Correlation Between Ace Hardware and Summarecon Agung
Can any of the company-specific risk be diversified away by investing in both Ace Hardware and Summarecon Agung at the same time? Although using a correlation coefficient on its own may not help to predict future stock returns, this module helps to understand the diversifiable risk of combining Ace Hardware and Summarecon Agung into the same portfolio, which is an essential part of the fundamental portfolio management process.
By analyzing existing cross correlation between Ace Hardware Indonesia and Summarecon Agung Tbk, you can compare the effects of market volatilities on Ace Hardware and Summarecon Agung and check how they will diversify away market risk if combined in the same portfolio for a given time horizon. You can also utilize pair trading strategies of matching a long position in Ace Hardware with a short position of Summarecon Agung. Check out your portfolio center. Please also check ongoing floating volatility patterns of Ace Hardware and Summarecon Agung.
Diversification Opportunities for Ace Hardware and Summarecon Agung
0.61 | Correlation Coefficient |
Poor diversification
The 3 months correlation between Ace and Summarecon is 0.61. Overlapping area represents the amount of risk that can be diversified away by holding Ace Hardware Indonesia and Summarecon Agung Tbk in the same portfolio, assuming nothing else is changed. The correlation between historical prices or returns on Summarecon Agung Tbk and Ace Hardware is a relative statistical measure of the degree to which these equity instruments tend to move together. The correlation coefficient measures the extent to which returns on Ace Hardware Indonesia are associated (or correlated) with Summarecon Agung. Values of the correlation coefficient range from -1 to +1, where. The correlation of zero (0) is possible when the price movement of Summarecon Agung Tbk has no effect on the direction of Ace Hardware i.e., Ace Hardware and Summarecon Agung go up and down completely randomly.
Pair Corralation between Ace Hardware and Summarecon Agung
Assuming the 90 days trading horizon Ace Hardware Indonesia is expected to generate 1.13 times more return on investment than Summarecon Agung. However, Ace Hardware is 1.13 times more volatile than Summarecon Agung Tbk.
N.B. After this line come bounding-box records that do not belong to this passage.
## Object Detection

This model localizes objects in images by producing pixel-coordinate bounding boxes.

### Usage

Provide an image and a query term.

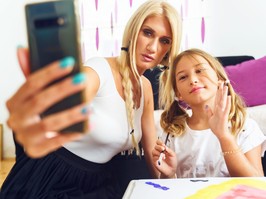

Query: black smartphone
[25,0,88,133]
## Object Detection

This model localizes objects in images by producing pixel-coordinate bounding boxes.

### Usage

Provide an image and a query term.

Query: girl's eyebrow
[176,63,208,75]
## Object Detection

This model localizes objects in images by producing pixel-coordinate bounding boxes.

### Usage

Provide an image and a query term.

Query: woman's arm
[6,49,97,157]
[141,77,159,178]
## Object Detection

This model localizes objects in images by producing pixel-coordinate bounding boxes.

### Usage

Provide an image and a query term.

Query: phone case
[25,0,88,133]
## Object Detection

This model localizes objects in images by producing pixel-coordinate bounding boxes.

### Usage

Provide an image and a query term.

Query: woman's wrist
[158,173,177,179]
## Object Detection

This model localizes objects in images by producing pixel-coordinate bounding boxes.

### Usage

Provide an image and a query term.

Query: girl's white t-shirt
[162,118,266,178]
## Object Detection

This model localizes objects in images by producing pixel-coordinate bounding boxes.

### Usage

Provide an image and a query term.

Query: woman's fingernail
[81,104,93,115]
[17,44,24,49]
[72,73,86,85]
[59,57,75,68]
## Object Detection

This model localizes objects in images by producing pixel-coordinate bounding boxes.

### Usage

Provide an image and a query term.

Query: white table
[123,177,266,199]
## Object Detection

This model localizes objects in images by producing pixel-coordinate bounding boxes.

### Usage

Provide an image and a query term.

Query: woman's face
[136,16,172,75]
[175,55,218,107]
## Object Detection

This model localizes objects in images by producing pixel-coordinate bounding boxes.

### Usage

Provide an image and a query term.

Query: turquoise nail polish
[72,73,86,84]
[59,57,75,68]
[81,107,88,115]
[81,104,93,115]
[17,45,24,49]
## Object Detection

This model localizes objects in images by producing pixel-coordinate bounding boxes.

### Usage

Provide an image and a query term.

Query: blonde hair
[159,48,246,136]
[117,0,181,154]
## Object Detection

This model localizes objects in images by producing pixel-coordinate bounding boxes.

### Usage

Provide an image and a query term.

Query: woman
[0,0,181,199]
[153,49,266,178]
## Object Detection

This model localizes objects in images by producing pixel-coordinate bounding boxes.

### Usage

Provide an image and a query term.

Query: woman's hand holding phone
[6,48,89,157]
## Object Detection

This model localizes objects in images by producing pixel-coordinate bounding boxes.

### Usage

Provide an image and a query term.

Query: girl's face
[136,16,172,75]
[175,55,218,107]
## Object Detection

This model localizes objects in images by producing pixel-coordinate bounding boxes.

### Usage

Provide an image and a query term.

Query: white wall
[0,0,266,157]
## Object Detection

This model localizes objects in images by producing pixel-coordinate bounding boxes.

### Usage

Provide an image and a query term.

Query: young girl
[152,49,266,178]
[0,0,181,199]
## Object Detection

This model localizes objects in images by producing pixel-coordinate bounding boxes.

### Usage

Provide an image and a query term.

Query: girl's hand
[152,140,177,178]
[206,82,231,139]
[6,49,88,157]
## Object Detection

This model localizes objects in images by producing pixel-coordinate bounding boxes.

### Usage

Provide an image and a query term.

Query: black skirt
[0,148,121,199]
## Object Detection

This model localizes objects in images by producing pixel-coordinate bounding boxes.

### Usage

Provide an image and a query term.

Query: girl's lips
[189,87,204,93]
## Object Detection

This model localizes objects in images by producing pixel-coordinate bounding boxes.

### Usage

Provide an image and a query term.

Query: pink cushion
[225,56,266,106]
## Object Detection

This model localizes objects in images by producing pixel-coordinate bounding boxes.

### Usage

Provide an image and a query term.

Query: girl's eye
[196,68,206,73]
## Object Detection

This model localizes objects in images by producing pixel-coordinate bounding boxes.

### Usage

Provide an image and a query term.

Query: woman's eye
[178,75,186,81]
[143,29,152,37]
[161,38,171,44]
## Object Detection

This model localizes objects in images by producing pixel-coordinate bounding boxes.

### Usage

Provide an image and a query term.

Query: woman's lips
[142,54,154,62]
[189,87,204,93]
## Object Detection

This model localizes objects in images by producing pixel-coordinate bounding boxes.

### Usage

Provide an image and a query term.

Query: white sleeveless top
[64,57,144,163]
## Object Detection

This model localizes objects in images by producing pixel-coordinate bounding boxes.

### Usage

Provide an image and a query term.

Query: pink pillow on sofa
[225,56,266,106]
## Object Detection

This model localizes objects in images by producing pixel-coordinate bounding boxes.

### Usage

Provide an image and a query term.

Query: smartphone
[25,0,88,133]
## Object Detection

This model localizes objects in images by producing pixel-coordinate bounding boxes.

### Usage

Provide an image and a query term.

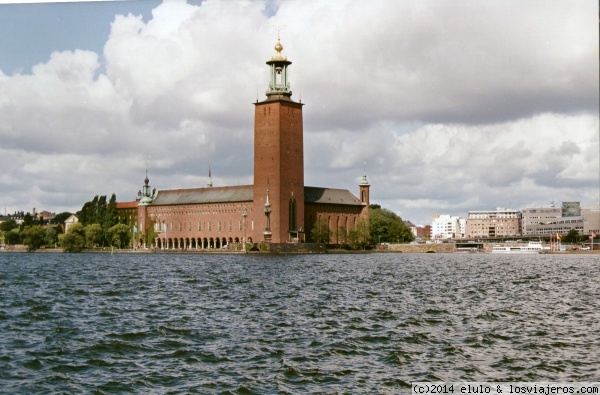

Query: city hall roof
[144,185,362,206]
[152,185,254,206]
[304,187,362,206]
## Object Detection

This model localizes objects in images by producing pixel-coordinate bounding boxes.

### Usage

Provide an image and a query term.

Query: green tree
[50,211,73,225]
[4,228,21,245]
[21,213,33,230]
[59,223,85,252]
[335,226,348,244]
[22,225,46,252]
[103,193,119,244]
[108,224,131,248]
[85,224,102,247]
[369,206,414,243]
[144,219,158,247]
[310,217,332,243]
[0,218,19,232]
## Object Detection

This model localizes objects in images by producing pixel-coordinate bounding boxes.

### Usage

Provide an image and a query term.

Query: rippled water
[0,253,600,394]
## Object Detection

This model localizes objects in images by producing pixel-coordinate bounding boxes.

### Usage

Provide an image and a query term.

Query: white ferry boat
[492,241,549,254]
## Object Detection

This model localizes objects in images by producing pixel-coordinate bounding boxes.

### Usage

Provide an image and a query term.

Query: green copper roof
[152,185,254,206]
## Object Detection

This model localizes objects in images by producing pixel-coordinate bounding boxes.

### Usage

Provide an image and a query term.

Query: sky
[0,0,600,225]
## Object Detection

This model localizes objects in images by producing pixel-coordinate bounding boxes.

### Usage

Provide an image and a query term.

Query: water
[0,253,600,394]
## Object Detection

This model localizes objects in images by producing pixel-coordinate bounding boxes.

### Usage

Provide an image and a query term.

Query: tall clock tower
[254,38,304,243]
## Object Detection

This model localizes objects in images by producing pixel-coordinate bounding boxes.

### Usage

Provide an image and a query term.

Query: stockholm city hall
[117,39,370,250]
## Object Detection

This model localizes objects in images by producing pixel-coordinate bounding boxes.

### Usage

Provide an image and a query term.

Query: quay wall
[377,243,456,253]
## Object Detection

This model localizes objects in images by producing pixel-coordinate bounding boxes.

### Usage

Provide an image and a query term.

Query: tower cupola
[266,37,292,97]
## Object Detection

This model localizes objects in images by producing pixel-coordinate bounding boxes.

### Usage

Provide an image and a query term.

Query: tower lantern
[266,37,292,97]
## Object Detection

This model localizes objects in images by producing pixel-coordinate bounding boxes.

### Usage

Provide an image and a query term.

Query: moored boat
[492,241,549,254]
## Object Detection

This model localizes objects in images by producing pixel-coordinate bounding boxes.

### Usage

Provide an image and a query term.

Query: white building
[431,214,460,240]
[523,202,593,236]
[465,207,521,238]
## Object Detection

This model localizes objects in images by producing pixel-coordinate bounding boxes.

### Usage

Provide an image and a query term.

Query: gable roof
[117,202,138,209]
[304,187,363,206]
[152,185,254,206]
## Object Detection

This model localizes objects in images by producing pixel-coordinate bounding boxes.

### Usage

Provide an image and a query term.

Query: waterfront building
[523,202,585,236]
[465,207,521,238]
[117,39,370,249]
[581,205,600,235]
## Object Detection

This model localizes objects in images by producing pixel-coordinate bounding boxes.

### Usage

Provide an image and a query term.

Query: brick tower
[254,38,304,243]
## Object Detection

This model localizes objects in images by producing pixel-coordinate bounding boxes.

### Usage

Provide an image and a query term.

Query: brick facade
[117,42,370,250]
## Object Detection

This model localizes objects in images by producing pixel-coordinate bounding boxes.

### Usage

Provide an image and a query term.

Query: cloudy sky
[0,0,600,224]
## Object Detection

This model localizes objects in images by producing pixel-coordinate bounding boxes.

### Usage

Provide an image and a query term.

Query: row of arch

It trades about 0.04 of its potential returns per unit of risk. Summarecon Agung Tbk is currently generating about -0.09 per unit of risk. If you would invest 73,000 in Ace Hardware Indonesia on September 4, 2024 and sell it today you would earn a total of 3,000 from holding Ace Hardware Indonesia or generate 4.11% return on investment over 90 days.
Time Period | 3 Months [change] |
Direction | Moves Together |
Strength | Significant |
Accuracy | 100.0% |
Values | Daily Returns |
Ace Hardware Indonesia vs. Summarecon Agung Tbk
Performance |
Timeline |
Ace Hardware Indonesia |
Summarecon Agung Tbk |
Ace Hardware and Summarecon Agung Volatility Contrast
Predicted Return Density |
Returns |
Pair Trading with Ace Hardware and Summarecon Agung
The main advantage of trading using opposite Ace Hardware and Summarecon Agung positions is that it hedges away some unsystematic risk. Because of two separate transactions, even if Ace Hardware position performs unexpectedly, Summarecon Agung can make up some of the losses. Pair trading also minimizes risk from directional movements in the market. For example, if an entire industry or sector drops because of unexpected headlines, the short position in Summarecon Agung will offset losses from the drop in Summarecon Agung's long position.Ace Hardware vs. Jakarta Int Hotels | Ace Hardware vs. Asuransi Harta Aman | Ace Hardware vs. Indosterling Technomedia Tbk | Ace Hardware vs. Indosat Tbk |
Summarecon Agung vs. Ciputra Development Tbk | Summarecon Agung vs. Bumi Serpong Damai | Summarecon Agung vs. Alam Sutera Realty | Summarecon Agung vs. Lippo Karawaci Tbk |
Check out your portfolio center.Note that this page's information should be used as a complementary analysis to find the right mix of equity instruments to add to your existing portfolios or create a brand new portfolio. You can also try the Portfolio Rebalancing module to analyze risk-adjusted returns against different time horizons to find asset-allocation targets.